Rada włoskiego regionu Wenecja Euganejska przyjęła rezolucję proponującą uznanie Krymu za część Rosji i krytykującą sankcje nałożone na Moskwę. Politycy nawołują, by rząd w Rzymie zrobił to samo. To pierwsze takie głosowanie na obszarze Unii Europejskiej.

Rezolucja została uchwalona zdecydowaną większością głosów z inicjatywy rządzącej tym regionem prawicowej Ligi Północnej. Poparły ją także ugrupowania centrum i prawicy, w tym Forza Italia, partia byłego premiera Silvio Berlusconiego, który - jak podkreślają włoskie media - przyjaźni się z prezydentem Rosji Władimirem Putinem.

W dokumencie opowiedziano się za powołaniem komitetu ds. zniesienia sankcji wobec Rosji i uznania prawa należącego do 2014 roku do Ukrainy Krymu, przyłączonego następnie do Rosji, do samostanowienia.

Ponadto wnioskuje się o zniesienie sankcji nałożonych przez Unię na Rosję, które - jak się przypomina - wywołały podobną odpowiedź Moskwy, co przyniosło poważne straty gospodarce i biznesowi Wenecji Euganejskiej. Sankcje te nazwano "niepotrzebnymi", dodając, że ich skutki są nieodwracalne i długoterminowe.

Rada samorządowa regionu wystosowała apel do rządu Matteo Renziego, by "potępił międzynarodową politykę Unii Europejskiej w sprawie Krymu, poważnie dyskryminującą i niesprawiedliwą w świetle zasad prawa międzynarodowego, oraz by wniósł o uznanie woli wyrażonej przez Parlament Krymu i ludność w referendum".

To sposób, by obudzić kraje europejskie - oświadczył przed głosowaniem przewodniczący władz regionalnych Luca Zaia z Ligi Północnej, której politycy wcześniej wielokrotnie dawali wyraz swemu poparciu dla władz Rosji.
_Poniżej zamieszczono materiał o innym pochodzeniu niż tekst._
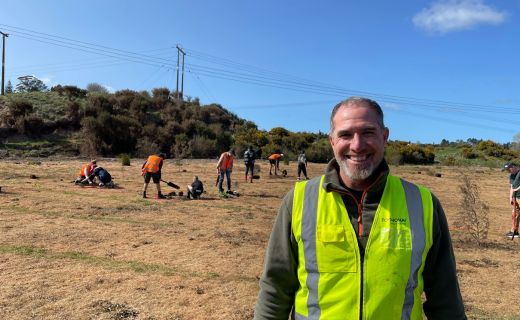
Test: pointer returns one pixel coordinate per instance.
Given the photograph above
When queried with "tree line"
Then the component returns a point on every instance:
(96, 122)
Zaia zauważył, że Włochy "posłusznie" przestrzegały sankcji, podczas gdy Niemcy "dalej prowadzą swoje interesy" z Rosją. Wenecja Euganejska straciła prawie miliard euro w dziedzinie eksportu do Rosji. Są firmy, które z tego powodu upadają - dodał gubernator regionu.

Radni centrolewicowej rządzącej we Włoszech Partii Demokratycznej, którzy w radzie regionu są w opozycji, uznali głosowanie za "farsę" i przejaw "propagandowego folkloru".

Oburzenie inicjatywą rady regionalnej wyraził ambasador Ukrainy we Włoszech Jewhen Perełygin, nazywając rezolucję "prowokacją". Krym jest integralną częścią terytorium Ukrainy, okupowaną i anektowaną przed dwoma laty przez Federację Rosyjską z naruszeniem fundamentalnych zasad prawa międzynarodowego i umów dwustronnych - oświadczył.

Na łamach włoskiej prasy podkreśla się, że wraz z tą rezolucją region Veneto "znalazł się w towarzystwie Korei Północnej, Zimbabwe i Syrii", które poparły aneksję Krymu przez Rosję.